Suprimentos médicos e medicamentos tinham sido enviados ao Hospital Geral, o hospital de referência, onde o plano de ação no caso de influxo massivo de pessoas feridas tinha sido lançado e fortalecido. Turnos de 48 horas foram organizados para que os profissionais centro-africanos pudessem dormir e comer no hospital, sem se expor aos confrontos violentos nas ruas. Esses agentes de saúde lidaram com as emergências, sabendo que suas próprias famílias foram particularmente expostas em certos bairros. Foi extremamente difícil para eles.

Qual é a avaliação de MSF sobre o que aconteceu durante esses dez dias?
A natureza dos confrontos em outubro foi diferente da dos meses anteriores. O aumento do número de atos de banditismo e a estratégia de grupos armados, que é sufocar serviços básicos, ameaçaram os esforços voltados para ajuda, que são fundamentais na RCA. Todos os serviços públicos no país, e particularmente serviços de saúde, estão cada vez mais fracos. Embora MSF não tenha sido alvo direto durante os confrontos mais recentes, a redução contínua do espaço humanitário em Bangui e no resto do país priva a população de assistência emergencial e coloca as equipes em perigo.

MSF tem sido um ator de saúde chave na República Centro-Africana desde 1996. Nós nos tornamos ainda mais importantes desde que o país e seu sistema de saúde estão novamente vivenciando uma crise. Mesmo uma retirada parcial de nossas atividades, no auge da temporada anual de malária – uma doença que é mais mortal do que a violência atual na RCA – penaliza a população que tem sofrido terrivelmente e a quem nós temos atendido de forma contínua e intensa por quase um ano.

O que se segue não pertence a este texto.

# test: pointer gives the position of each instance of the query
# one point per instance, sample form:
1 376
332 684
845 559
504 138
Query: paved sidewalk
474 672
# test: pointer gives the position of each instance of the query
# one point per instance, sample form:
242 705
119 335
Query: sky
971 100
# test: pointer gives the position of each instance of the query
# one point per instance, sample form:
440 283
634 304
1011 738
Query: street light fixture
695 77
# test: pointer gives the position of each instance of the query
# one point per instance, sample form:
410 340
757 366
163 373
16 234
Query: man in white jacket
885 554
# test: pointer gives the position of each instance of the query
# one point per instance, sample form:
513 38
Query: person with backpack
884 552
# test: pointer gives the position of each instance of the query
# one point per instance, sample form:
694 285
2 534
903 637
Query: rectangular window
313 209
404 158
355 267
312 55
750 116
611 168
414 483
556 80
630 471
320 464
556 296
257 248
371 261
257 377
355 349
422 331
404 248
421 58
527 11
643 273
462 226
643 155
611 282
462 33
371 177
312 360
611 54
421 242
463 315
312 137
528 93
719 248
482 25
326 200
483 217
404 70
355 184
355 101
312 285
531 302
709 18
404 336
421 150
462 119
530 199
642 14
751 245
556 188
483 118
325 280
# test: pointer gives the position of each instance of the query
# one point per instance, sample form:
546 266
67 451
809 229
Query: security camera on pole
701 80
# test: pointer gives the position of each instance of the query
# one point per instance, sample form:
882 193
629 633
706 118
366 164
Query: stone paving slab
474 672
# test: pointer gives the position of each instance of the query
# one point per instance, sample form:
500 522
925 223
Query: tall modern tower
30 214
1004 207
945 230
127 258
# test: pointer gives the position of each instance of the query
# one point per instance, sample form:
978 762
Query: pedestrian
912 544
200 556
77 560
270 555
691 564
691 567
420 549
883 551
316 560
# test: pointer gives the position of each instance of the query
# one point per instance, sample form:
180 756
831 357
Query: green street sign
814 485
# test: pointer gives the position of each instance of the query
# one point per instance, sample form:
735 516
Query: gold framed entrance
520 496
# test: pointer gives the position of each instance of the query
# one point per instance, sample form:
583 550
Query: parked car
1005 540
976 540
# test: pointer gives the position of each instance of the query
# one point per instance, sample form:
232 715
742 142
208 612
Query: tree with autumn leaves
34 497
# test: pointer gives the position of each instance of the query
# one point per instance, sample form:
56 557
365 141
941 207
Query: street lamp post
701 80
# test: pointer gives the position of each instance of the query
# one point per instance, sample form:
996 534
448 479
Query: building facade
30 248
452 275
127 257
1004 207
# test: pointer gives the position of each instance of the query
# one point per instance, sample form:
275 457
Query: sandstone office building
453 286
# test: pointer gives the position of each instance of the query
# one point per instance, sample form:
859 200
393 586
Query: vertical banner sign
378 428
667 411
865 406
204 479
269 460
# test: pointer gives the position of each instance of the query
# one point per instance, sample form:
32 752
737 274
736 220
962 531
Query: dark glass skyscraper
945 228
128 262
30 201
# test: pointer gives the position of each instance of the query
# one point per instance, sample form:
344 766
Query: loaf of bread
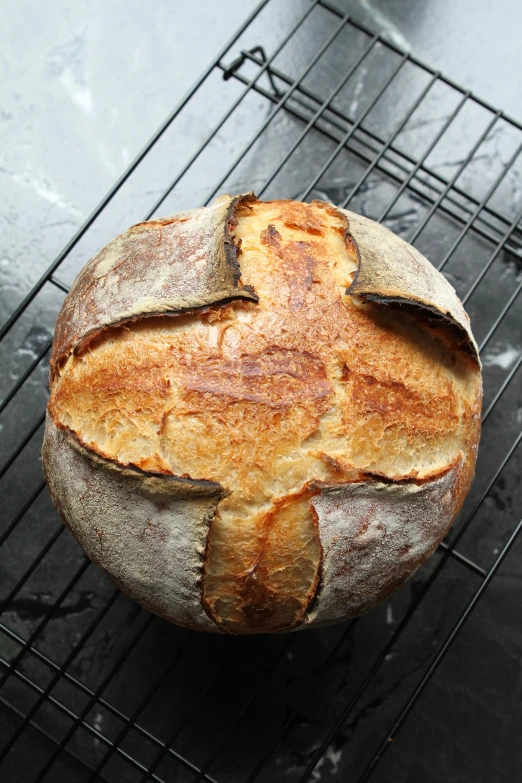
263 416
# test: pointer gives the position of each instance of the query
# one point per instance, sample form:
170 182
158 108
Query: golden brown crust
167 265
303 392
150 537
390 271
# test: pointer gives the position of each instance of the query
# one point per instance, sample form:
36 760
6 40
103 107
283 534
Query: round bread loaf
264 415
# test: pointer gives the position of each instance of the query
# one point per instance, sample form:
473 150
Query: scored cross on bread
263 415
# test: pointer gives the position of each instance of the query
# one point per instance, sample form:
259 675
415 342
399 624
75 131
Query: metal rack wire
35 687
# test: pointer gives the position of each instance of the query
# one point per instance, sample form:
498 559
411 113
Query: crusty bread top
165 265
303 386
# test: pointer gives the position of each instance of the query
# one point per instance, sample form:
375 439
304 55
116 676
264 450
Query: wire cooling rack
94 688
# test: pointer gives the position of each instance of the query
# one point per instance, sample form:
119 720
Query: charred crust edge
228 253
460 335
232 247
182 485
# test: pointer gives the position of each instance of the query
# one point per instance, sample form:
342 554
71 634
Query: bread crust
391 271
169 265
152 534
365 526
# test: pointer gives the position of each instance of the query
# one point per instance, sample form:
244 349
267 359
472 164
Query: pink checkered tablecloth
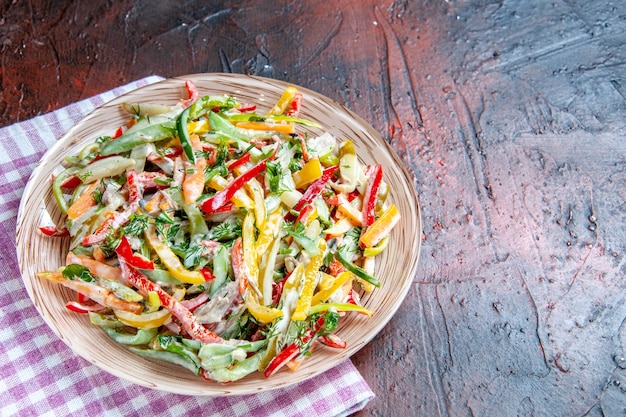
41 376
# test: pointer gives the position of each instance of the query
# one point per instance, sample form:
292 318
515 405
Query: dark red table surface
510 115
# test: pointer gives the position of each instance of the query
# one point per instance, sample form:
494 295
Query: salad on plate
218 237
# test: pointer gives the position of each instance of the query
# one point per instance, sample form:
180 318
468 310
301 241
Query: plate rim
215 389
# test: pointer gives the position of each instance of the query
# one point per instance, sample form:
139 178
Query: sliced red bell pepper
238 162
119 218
197 301
207 274
371 195
223 196
117 133
239 265
125 252
192 93
293 350
312 191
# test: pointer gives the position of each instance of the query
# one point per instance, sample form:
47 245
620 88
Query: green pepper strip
143 336
57 185
359 272
171 357
130 139
183 135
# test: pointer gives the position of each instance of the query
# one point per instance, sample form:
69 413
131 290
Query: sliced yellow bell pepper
311 171
240 199
269 231
170 260
376 250
198 126
284 101
249 253
84 202
340 280
381 227
261 313
310 282
255 189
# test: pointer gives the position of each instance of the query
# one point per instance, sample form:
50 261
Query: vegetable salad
218 237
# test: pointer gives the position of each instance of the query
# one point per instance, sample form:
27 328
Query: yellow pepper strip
326 281
286 128
311 171
198 126
249 252
154 303
83 202
284 101
170 260
350 211
369 264
310 282
153 206
144 321
340 280
339 228
269 231
193 184
255 189
261 313
376 250
381 227
240 199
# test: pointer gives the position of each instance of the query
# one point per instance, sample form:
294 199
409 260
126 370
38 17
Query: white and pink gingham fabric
41 376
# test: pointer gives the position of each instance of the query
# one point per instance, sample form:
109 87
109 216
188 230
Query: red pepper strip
311 193
239 266
125 252
192 93
305 151
293 349
304 214
295 105
188 321
207 274
72 182
197 301
77 307
53 231
331 340
120 218
223 196
117 133
281 359
239 162
371 195
245 108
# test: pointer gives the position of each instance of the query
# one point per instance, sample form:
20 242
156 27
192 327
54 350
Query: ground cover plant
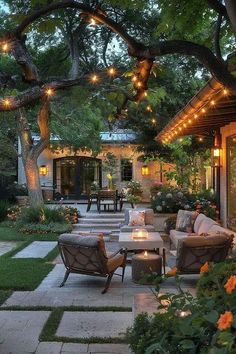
27 273
186 324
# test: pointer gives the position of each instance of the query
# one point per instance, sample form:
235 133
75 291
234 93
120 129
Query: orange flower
204 268
225 321
230 285
172 272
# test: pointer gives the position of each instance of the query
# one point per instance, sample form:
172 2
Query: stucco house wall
226 131
128 151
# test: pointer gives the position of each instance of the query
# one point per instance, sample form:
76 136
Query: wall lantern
43 170
216 151
145 170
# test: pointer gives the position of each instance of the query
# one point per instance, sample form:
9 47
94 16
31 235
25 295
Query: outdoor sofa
149 220
202 226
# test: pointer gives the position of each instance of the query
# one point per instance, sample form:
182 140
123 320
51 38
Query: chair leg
65 278
108 282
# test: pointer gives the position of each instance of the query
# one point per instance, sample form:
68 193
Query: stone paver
94 324
6 246
37 249
109 348
20 330
49 348
75 348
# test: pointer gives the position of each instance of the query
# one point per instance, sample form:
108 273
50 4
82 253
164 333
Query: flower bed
187 324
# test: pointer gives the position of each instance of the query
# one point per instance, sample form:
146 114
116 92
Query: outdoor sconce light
43 170
216 152
145 170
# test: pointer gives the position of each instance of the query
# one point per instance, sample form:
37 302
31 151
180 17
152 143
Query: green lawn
23 274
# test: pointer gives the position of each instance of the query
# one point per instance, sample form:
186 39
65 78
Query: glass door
73 176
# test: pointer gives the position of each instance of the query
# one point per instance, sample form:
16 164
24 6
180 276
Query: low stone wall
159 220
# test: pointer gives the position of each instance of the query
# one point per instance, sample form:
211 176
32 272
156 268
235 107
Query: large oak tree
203 29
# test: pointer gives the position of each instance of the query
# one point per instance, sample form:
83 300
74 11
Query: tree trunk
33 182
231 10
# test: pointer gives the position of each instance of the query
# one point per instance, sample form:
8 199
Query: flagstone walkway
25 313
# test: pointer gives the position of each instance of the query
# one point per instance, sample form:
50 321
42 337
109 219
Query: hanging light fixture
145 170
43 170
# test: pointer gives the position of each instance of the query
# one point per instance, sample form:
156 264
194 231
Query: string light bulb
111 71
5 47
94 79
49 92
6 102
92 22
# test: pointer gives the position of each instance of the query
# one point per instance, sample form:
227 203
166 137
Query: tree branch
96 14
43 117
218 7
217 37
217 67
231 11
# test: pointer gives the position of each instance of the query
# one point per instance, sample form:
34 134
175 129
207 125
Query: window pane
231 182
126 170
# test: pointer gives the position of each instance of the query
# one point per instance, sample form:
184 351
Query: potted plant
19 192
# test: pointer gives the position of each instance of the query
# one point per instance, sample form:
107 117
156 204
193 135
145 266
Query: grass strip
22 273
68 308
48 332
4 295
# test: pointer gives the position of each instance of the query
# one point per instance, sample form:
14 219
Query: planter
159 220
22 200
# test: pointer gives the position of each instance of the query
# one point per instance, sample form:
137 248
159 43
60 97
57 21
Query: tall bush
187 324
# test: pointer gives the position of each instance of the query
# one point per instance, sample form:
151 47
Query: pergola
210 109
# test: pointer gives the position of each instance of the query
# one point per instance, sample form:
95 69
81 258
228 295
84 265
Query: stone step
96 226
103 215
100 221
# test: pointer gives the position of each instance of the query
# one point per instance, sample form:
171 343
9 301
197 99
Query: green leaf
187 344
212 316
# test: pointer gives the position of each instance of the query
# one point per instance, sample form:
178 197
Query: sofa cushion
185 220
198 221
175 236
205 225
126 228
136 218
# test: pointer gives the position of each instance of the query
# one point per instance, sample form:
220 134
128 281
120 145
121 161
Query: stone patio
20 328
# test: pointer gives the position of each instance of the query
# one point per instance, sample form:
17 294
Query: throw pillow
185 220
136 218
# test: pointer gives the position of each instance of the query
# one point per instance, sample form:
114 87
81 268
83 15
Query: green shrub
40 215
53 227
4 205
187 324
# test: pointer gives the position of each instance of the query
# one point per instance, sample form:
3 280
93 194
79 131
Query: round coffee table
141 264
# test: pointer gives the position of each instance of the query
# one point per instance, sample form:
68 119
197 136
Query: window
231 182
126 170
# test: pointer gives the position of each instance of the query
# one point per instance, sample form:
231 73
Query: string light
5 47
49 92
7 102
94 79
111 71
92 22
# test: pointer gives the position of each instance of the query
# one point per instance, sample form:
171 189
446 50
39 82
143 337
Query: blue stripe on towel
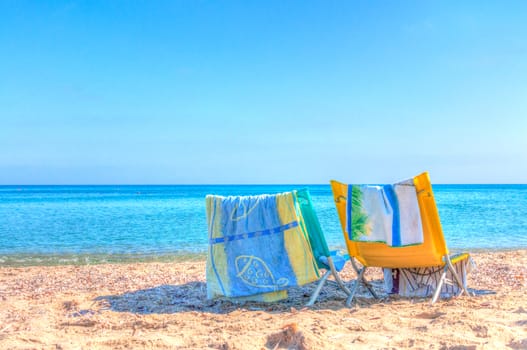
396 224
254 234
349 211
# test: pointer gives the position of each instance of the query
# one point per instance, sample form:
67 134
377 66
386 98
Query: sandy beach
164 306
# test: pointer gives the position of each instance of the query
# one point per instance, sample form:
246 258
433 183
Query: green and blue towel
257 247
388 214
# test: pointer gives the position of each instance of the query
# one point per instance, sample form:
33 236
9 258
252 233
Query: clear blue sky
126 92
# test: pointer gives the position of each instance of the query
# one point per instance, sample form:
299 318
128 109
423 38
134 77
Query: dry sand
164 306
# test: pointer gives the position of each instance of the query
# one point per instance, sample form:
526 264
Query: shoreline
163 305
29 260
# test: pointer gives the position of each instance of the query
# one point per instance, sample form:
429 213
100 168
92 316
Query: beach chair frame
433 251
324 257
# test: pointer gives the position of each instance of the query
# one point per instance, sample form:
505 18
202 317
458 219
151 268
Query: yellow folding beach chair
433 252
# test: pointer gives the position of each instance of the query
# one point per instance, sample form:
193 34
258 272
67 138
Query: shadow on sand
169 299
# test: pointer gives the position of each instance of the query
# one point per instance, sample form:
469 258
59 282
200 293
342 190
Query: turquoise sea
84 224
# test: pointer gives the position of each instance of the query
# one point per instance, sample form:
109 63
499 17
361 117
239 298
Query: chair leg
439 285
366 283
456 277
355 287
320 284
337 277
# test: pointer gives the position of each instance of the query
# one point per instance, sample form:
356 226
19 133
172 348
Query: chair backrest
430 253
316 237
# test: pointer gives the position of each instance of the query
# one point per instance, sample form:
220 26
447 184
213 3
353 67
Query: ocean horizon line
246 184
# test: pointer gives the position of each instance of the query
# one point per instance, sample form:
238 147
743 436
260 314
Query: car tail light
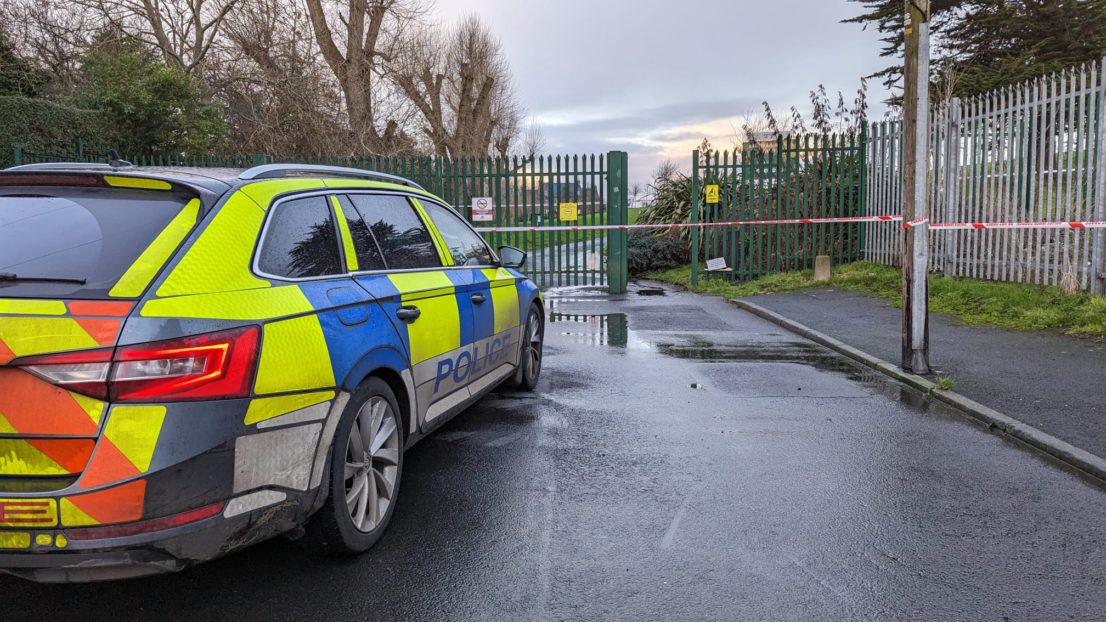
208 366
146 526
80 372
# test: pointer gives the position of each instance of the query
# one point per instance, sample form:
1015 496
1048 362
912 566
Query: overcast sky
654 78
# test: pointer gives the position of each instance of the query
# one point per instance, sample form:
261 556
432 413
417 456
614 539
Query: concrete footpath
1053 382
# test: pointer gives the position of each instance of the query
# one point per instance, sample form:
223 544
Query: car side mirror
511 257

Sem tratamento, as crianças, que são as primeiras vítimas da malária, poderiam morrer.

Qual é a situação atual em Bangui?
Enquanto algumas organizações humanitárias ainda não conseguem fazer seu trabalho, a vida e as atividades “normais” foram retomadas em Bangui a partir de 20 de outubro, pelo menos durante o dia. Após as 18 horas, começam os roubos (ou recomeçam) e veículos não podem mais estar pelas ruas. Muitos moradores, incluindo o pessoal humanitário centro-africano, testemunham o saque noturno de suas casas e abrigam suas famílias em locais para deslocados, onde as condições de vida continuam muito precárias.

Os grupos armados que atualmente atuam em Bangui e em todo o país, assim como toda a população, deve respeitar as equipes, instalações e veículos que oferecem ajuda, assim como os direitos dos doentes e feridos de receberem cuidados com segurança. Esta não é a primeira vez que MSF faz esse alerta, mas vamos continuar tentando insistindo nisso. Bangui pode ‘acalmar’ novamente, mas não está nem perto de ser uma cidade tranquila e nós podemos esperar mais violência.

MSF trabalha na República Centro-Africana desde 1996. Nós tivemos que dobrar nossa assistência médica lá a partir de 2013, para responder à crise atual, e ampliamos o número de projetos de 10 para 17.